Although /boot and / on mdraids pose no problem for grub, /boot/efi must be on a simple partition. This effectively makes UEFI and mdraid incompatible for root devices, because the loss of the “wrong” device would make the machine unbootable.
Some workarounds exist, but I’m not aware of a canonical solution to this problem.
I think maas should evaluate possible workarounds and implement one of them if believed to be solid enough, or at the very least try to prevent users from shooting themselves in the foot by being very clear that the combination / on mdraid and EFI booting is not recommended.
This is an issue for all operating systems no matter how they are installed, not just Ubuntu on MAAS.

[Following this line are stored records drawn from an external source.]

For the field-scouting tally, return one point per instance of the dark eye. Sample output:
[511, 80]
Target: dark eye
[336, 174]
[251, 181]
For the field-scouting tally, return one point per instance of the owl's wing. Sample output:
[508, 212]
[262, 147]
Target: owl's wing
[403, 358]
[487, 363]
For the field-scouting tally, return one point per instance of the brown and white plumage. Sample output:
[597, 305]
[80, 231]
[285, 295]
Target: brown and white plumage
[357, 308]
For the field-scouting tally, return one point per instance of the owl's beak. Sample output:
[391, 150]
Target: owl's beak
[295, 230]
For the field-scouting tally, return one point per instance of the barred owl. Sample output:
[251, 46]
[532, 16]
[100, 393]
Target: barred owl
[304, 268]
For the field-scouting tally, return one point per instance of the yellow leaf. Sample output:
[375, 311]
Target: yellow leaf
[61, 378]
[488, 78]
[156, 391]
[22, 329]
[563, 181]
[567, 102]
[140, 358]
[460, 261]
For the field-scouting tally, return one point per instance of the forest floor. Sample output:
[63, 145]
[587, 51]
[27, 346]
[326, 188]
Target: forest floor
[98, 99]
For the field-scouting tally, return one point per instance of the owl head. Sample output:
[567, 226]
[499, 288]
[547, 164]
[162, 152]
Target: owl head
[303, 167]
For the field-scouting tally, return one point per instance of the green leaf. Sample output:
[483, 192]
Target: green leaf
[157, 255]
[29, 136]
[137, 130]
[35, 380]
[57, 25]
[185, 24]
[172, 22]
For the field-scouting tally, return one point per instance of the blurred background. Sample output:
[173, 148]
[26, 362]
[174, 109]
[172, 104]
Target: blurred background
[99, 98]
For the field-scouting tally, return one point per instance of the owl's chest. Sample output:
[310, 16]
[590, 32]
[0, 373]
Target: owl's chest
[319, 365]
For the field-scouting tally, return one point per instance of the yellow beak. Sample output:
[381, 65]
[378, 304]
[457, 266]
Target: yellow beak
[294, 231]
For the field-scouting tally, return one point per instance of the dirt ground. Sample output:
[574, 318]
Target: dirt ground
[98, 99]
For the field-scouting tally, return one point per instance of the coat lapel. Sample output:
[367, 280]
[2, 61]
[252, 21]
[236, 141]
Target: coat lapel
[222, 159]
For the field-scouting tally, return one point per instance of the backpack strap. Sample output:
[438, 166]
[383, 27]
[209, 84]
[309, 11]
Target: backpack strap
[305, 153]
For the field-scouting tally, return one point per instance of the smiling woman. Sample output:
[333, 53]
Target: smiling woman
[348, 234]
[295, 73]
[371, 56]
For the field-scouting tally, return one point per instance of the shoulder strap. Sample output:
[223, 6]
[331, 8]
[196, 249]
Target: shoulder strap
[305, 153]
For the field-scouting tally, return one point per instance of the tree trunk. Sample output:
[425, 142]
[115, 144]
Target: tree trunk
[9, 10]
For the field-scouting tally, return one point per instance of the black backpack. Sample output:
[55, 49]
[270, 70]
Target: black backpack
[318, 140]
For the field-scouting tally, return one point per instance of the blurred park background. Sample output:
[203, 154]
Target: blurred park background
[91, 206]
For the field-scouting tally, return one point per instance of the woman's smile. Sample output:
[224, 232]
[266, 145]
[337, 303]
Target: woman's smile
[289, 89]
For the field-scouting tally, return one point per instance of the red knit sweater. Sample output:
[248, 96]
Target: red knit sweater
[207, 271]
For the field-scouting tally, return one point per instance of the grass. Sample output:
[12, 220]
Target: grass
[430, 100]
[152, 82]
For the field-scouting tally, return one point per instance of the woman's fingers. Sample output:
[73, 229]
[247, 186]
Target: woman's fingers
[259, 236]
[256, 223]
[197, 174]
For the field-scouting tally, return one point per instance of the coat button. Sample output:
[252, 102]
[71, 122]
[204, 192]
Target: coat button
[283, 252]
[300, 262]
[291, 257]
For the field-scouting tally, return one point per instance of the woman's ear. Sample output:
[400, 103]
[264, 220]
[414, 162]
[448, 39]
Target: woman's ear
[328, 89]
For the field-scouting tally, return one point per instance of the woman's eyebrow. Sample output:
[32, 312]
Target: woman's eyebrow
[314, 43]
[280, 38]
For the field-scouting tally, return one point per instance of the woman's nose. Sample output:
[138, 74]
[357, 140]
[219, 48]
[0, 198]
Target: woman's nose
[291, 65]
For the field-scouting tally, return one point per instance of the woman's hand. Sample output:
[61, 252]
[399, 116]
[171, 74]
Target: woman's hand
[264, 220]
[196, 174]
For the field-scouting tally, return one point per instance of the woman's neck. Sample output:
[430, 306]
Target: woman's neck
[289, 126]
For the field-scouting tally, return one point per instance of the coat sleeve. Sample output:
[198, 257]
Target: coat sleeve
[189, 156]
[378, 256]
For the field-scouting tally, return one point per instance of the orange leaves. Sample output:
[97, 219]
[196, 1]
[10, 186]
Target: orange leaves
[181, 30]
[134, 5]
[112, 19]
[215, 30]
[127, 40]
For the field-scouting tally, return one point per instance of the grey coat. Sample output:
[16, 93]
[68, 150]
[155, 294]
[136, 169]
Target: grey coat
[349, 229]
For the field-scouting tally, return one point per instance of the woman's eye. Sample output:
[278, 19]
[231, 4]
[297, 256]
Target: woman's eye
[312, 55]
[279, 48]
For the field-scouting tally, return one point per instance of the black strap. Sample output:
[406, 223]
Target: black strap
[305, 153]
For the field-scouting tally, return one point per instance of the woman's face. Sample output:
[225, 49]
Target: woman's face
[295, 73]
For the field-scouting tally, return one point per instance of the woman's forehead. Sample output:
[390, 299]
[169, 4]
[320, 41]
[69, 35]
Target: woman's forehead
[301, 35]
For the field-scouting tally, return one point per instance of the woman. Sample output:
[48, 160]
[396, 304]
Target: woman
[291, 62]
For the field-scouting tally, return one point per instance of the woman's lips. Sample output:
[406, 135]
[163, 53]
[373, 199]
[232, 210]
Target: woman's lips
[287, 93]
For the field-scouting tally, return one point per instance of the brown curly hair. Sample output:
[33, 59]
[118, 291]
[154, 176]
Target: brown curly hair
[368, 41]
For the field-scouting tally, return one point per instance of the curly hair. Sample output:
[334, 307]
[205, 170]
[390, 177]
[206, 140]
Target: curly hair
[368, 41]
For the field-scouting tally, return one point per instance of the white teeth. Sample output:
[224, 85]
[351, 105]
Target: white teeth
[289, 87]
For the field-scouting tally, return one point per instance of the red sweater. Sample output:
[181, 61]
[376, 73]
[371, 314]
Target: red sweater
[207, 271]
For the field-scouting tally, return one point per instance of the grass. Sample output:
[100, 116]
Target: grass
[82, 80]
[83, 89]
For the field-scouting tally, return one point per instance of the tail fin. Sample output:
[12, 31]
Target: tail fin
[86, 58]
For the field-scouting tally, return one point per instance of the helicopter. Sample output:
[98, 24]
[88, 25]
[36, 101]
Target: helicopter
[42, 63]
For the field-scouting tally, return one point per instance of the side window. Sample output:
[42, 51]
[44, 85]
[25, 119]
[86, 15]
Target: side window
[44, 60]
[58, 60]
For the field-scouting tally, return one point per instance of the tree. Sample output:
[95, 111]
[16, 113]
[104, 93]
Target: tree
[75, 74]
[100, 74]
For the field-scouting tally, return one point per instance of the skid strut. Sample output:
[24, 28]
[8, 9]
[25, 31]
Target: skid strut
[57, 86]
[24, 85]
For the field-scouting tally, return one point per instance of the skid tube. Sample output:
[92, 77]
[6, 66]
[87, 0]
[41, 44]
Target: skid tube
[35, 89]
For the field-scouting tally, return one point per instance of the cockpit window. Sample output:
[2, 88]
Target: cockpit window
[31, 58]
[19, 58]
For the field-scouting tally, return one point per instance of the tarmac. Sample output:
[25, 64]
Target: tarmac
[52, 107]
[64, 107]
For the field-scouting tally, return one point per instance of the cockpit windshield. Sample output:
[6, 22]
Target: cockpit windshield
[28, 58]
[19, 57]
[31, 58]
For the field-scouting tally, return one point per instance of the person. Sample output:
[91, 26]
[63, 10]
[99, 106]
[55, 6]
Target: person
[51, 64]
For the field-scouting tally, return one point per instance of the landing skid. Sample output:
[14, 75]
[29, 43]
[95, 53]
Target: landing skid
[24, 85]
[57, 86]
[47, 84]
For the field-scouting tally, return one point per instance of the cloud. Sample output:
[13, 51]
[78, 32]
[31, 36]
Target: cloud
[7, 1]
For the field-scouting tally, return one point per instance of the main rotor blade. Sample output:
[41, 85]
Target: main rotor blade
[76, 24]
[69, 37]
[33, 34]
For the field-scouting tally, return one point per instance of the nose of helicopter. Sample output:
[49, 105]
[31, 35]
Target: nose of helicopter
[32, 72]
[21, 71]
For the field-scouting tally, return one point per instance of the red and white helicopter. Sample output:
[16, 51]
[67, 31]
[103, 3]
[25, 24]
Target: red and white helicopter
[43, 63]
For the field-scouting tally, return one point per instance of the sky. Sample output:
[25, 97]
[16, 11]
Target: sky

On Linux systems the files in /boot/efi come from two packages, shim and grub. On Ubuntu these packages place their files in /usr/lib and grub-install moves them into /boot/efi. Under RHEL/CentOS shim and grub place their files in /boot/efi. Even if MAAS/Curtin copies these files the installed operating system has to have a way to keep the second copy insync when shim and grub are updated.
While the solution[1] above states “Luckily my UEFI boots without NVRAM entries, and I can disable the NVRAM writing via the “Update NVRAM variables to automatically boot into Debian?” debconf prompt when running: dpkg-reconfigure -p low grub-efi-amd64” we can’t rely on that. We need to ensure that EFI entries are properly set for both the primary and secondary /boot/efi locations.
Ubuntu always uses grub-install to install the shim and grub into /boot/efi. We could look into patching grub to allow the installation to target multiple paths. MAAS/Curtin would just have to create the mount points and add them to /etc/default/grub.
That being said I think this needs a larger cross team discussion so we can at least solve this for however Ubuntu is installed.